Not so! "Carly for America" was the super PAC backing Carly Fiorina, not the official campaign. We use the past tense because as of Monday, "Carly for America" no longer exists. It is now "CARLY for America." The acronym CARLY, per the organization's amended FEC filing, stands for "Conservative, Authentic, Responsible Leadership for You and for America," which is exceptionally funny.
"Carly for America," as the Wall Street Journal noted today, got in some hot water with the FEC for, well, directly breaking a campaign finance rule. The FEC sent a letter to the group in mid-May ordering it to "amend your Statement of Organization to change the name of your political committee so that it does not include the candidate's name and/or provide further clarification regarding the nature of your committee." So the organization just turned "Carly" into a terrible acronym, kept its website and logo the same, and will go about conducting business as usual. It probably could have gotten away with blowing off the FEC entirely, since the FEC's hands are so tied, but it chose to make a mockery of campaign finance rules instead.
And what is CARLY for America's business as usual? Posturing as the official campaign organization for Carly Fiorina's presidential bid, so as to solicit unlimited donations. So far Jeb Bush has gotten most of the attention as the candidate who's "outsourcing" traditional campaign duties to his $100 million super PAC, because Jeb Bush is a more viable candidate than Carly Fiorina. But Fiorina may be the one who's made the most strides thus far in breaking down the campaign/super PAC wall. It was this very same Steve DeMaura who told the Wall Street Journal in late April, shortly before Fiorina's launch, how he intended to use the press as a conduit for signaling with the official campaign.
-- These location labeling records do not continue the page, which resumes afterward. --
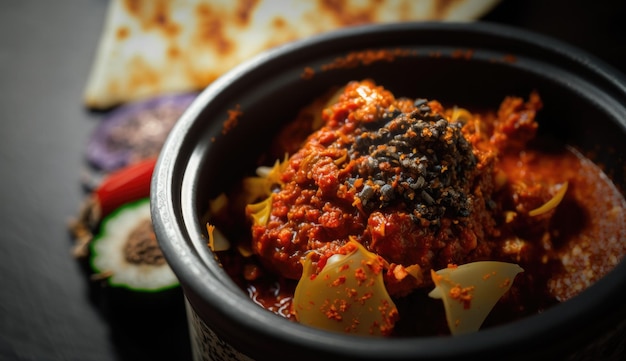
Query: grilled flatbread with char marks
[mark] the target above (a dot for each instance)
(153, 47)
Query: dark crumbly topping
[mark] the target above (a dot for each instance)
(417, 160)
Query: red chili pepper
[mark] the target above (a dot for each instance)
(125, 185)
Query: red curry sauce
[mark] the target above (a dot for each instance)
(424, 186)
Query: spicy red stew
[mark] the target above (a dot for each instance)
(425, 186)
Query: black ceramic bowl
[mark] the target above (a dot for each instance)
(478, 64)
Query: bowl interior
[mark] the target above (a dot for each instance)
(470, 65)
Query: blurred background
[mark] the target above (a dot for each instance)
(49, 308)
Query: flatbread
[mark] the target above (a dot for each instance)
(153, 47)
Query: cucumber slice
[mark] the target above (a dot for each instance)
(126, 252)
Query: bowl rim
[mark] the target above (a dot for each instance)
(173, 234)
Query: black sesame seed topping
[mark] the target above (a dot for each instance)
(416, 160)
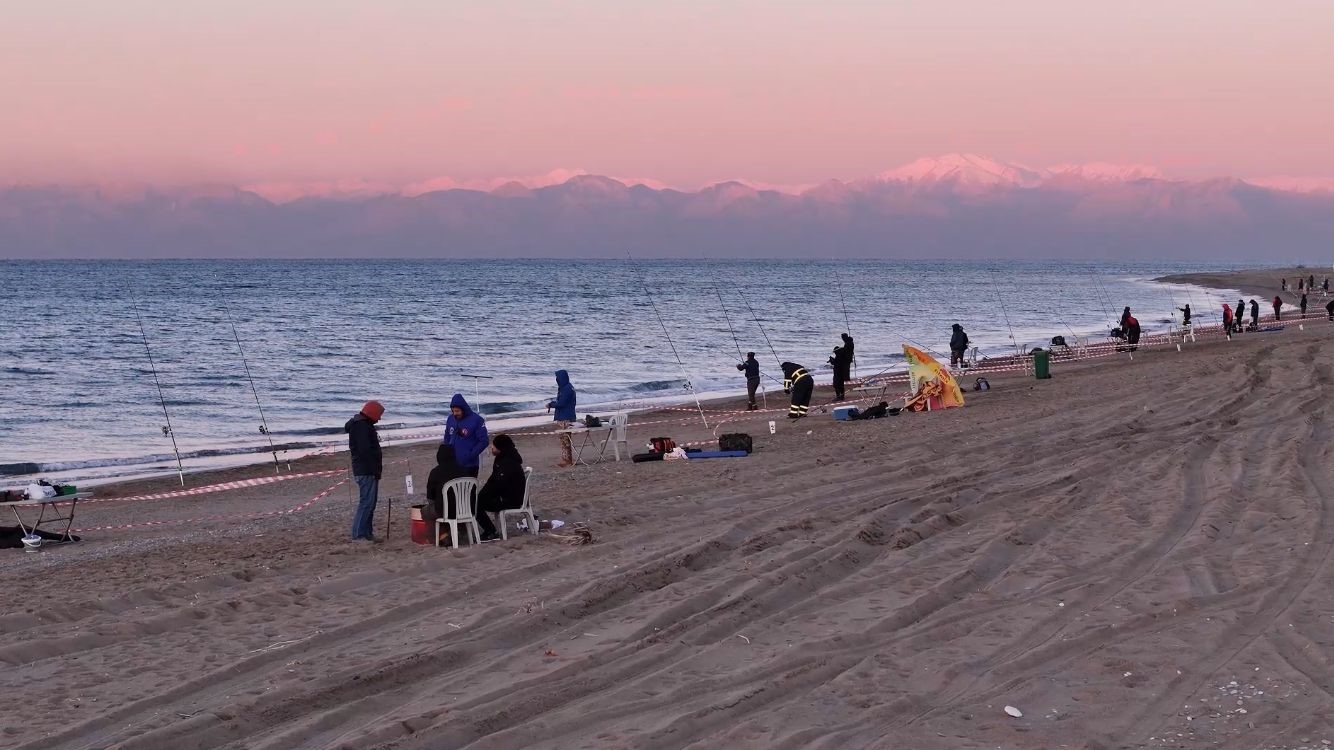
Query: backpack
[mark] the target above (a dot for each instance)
(662, 445)
(735, 442)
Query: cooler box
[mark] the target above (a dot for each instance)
(420, 529)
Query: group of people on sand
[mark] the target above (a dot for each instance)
(458, 455)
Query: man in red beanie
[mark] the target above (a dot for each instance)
(367, 466)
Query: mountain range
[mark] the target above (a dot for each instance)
(955, 206)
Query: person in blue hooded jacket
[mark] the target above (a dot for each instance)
(466, 433)
(564, 414)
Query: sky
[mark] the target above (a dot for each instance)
(678, 92)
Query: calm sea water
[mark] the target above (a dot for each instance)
(323, 336)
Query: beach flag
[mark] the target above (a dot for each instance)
(931, 385)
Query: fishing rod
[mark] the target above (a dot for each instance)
(670, 343)
(847, 326)
(162, 399)
(263, 421)
(733, 331)
(1005, 314)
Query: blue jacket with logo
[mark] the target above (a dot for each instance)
(467, 435)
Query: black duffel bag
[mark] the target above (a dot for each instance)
(735, 442)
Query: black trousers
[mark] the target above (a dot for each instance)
(802, 391)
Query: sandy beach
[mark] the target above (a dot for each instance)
(1133, 554)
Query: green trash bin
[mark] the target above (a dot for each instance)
(1042, 363)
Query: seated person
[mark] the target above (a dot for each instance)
(504, 489)
(447, 469)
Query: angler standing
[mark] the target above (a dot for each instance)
(363, 439)
(751, 368)
(842, 362)
(799, 383)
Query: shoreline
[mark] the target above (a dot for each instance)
(1130, 553)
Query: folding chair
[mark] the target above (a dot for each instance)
(464, 509)
(524, 510)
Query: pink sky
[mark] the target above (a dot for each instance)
(686, 92)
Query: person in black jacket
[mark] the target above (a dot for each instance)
(506, 486)
(799, 383)
(958, 346)
(363, 441)
(842, 362)
(751, 368)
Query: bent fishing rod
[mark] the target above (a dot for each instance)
(162, 399)
(690, 386)
(263, 422)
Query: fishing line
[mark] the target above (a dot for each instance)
(263, 422)
(162, 399)
(670, 343)
(755, 318)
(733, 331)
(1005, 314)
(847, 326)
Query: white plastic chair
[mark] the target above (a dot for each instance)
(616, 437)
(523, 511)
(464, 510)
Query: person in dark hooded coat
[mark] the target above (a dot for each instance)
(842, 362)
(564, 415)
(958, 346)
(799, 383)
(506, 486)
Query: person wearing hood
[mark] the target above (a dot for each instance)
(466, 433)
(363, 442)
(958, 346)
(506, 486)
(842, 363)
(564, 415)
(799, 383)
(751, 368)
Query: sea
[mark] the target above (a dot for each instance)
(96, 358)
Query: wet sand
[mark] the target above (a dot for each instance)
(1134, 554)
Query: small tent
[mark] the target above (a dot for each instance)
(930, 383)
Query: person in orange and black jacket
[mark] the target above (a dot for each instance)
(799, 383)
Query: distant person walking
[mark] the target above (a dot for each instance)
(564, 415)
(958, 346)
(363, 441)
(799, 383)
(466, 433)
(1185, 312)
(842, 363)
(751, 368)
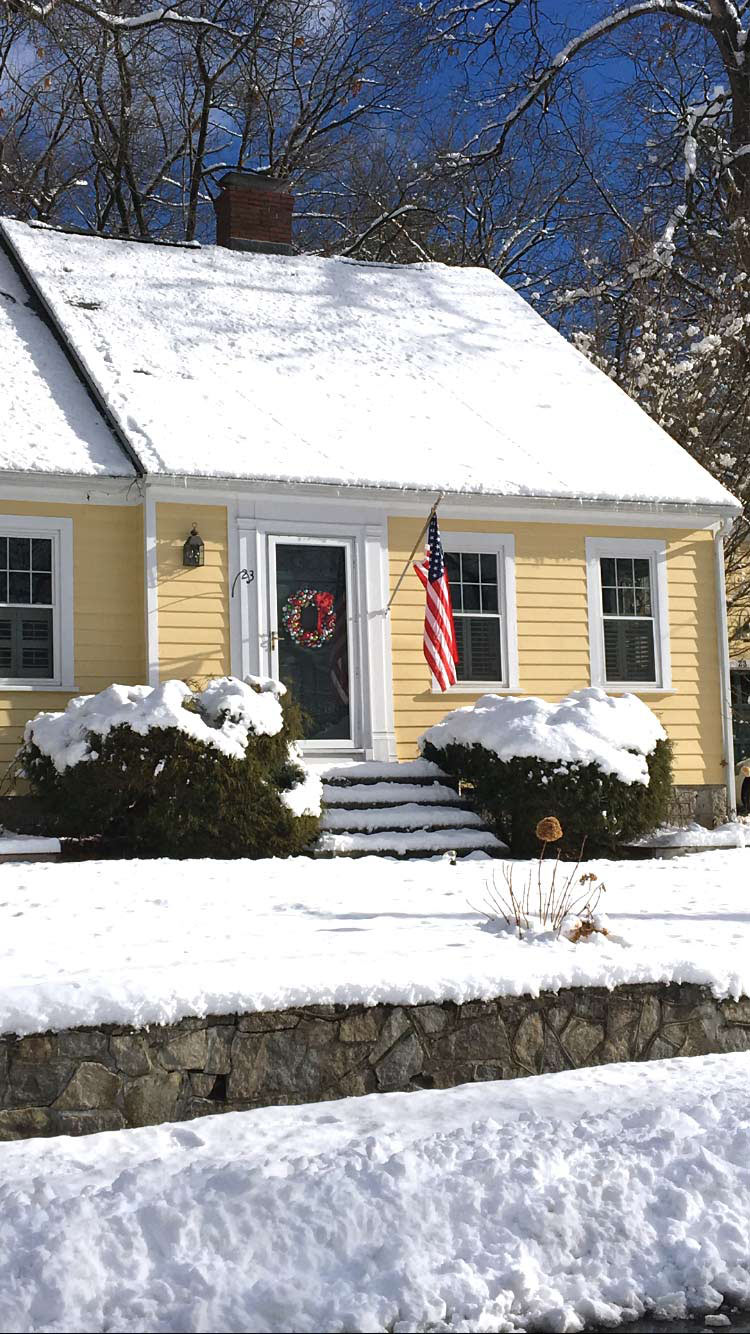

Steve DeMaura, the executive director of the Carly for America super PAC, said his group will engage in recruiting and activating volunteers, contacting voters and even handling rapid response in the event that Mrs. Fiorina is attacked by the press or fellow candidates. Mr. DeMaura said he didn’t expect the campaign’s efforts to overlap with those of the super PAC.
He suggested that Mrs. Fiorina’s campaign could learn about the PAC’s activities without the two entities coordinating privately. “I would think that if the campaign read about our approach in The Wall Street Journal then they wouldn’t want to duplicate efforts,” said Mr. DeMaura. Mrs. Fiorina’s spokeswoman, Sarah Isgur Flores, declined to comment.
So there's Steve DeMaura -- our good dear friend Steve DeMaura, who just wants to get in touch and gab for a bit -- in a nutshell. He wants to robo-voice-mail a list of journalists and hope that a couple get back in touch with him so he can share a "quick update" on CARLY for America's efforts. Then maybe one of those sucker journalists will write up what CARLY for America has been up to, and then the official campaign can read about it and adjust its strategy accordingly to avoid "overlap."
Very clever, but also, not really. I don't think I'll make an effort to get back in touch with Steve DeMaura.